Personal information
- Full name: Henry Mydrian Orford Jones-Davies
- Born: 21 October 1912 Portsmouth, Hampshire, England
- Died: 30 October 1976 (aged 65) Fairford, Gloucestershire, England
- Batting: Right-handed
- Bowling: Right-arm fast-medium

Domestic team information
- 1932: Oxford University

Career statistics
| Competition | First-class |
| Matches | 1 |
| Runs scored | 4 |
| Batting average | 4.00 |
| 100s/50s | –/– |
| Top score | 4* |
| Balls bowled | 66 |
| Wickets | 0 |
| Bowling average | – |
| 5 wickets in innings | – |
| 10 wickets in match | – |
| Best bowling | – |
| Catches/stumpings | 1/– |
- Source: Cricinfo, 15 May 2020

= Henry Jones-Davies (cricketer) =

English cricketer

Henry Mydrian Orford Jones-Davies (21 October 1912 – 30 October 1976) was an English first-class cricketer and British Army officer.

Jones-Davies was born at Portsmouth in October 1912. He later studied at Keble College at the University of Oxford, where he made a single appearance in first-class cricket for Oxford University against Lancashire at Oxford in 1932. Batting twice in the match, he was dismissed without scoring in the Oxford first innings by Frank Sibbles, while in their second innings he was unbeaten on 4 runs.

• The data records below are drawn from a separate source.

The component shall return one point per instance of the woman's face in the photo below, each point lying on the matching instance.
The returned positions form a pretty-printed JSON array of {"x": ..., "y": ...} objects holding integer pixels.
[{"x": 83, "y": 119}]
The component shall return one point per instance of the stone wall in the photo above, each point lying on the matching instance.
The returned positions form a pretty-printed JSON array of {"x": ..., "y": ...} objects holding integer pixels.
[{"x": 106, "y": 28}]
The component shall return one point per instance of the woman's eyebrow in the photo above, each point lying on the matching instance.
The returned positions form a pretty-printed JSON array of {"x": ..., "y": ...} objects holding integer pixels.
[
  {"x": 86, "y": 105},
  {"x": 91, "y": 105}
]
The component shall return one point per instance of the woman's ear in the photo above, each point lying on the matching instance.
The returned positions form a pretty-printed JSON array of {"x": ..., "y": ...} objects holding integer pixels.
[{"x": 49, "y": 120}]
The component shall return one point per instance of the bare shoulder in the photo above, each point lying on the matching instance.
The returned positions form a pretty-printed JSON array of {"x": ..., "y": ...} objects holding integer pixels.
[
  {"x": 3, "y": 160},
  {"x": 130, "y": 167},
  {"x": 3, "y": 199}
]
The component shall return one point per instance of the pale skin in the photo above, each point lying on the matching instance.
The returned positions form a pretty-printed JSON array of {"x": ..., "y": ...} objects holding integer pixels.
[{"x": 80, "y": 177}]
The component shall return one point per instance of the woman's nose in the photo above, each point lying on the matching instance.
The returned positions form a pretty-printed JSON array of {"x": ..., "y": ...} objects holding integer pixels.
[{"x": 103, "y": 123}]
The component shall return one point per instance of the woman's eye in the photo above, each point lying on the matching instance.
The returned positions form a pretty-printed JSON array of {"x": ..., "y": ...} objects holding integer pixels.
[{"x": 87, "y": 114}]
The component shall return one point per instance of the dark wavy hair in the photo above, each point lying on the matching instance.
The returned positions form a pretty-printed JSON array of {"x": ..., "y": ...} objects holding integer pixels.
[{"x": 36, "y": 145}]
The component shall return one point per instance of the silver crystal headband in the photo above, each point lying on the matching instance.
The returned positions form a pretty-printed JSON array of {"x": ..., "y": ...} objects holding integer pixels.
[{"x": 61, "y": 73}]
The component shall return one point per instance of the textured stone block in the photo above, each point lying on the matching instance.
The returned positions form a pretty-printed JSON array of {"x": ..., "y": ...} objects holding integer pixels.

After graduating from Oxford, Jones-Davies enlisted into the British Army where he was commissioned in July 1934 as a second lieutenant in the Royal Artillery. He was promoted to lieutenant in February 1936, with him later serving in the Second World War and being promoted to captain in February 1941. Following the war, he was promoted to major in July 1946. Jones-Davies retired from active service in September 1955, retaining the rank of major. He died in October 1976 at Fairford, Gloucestershire.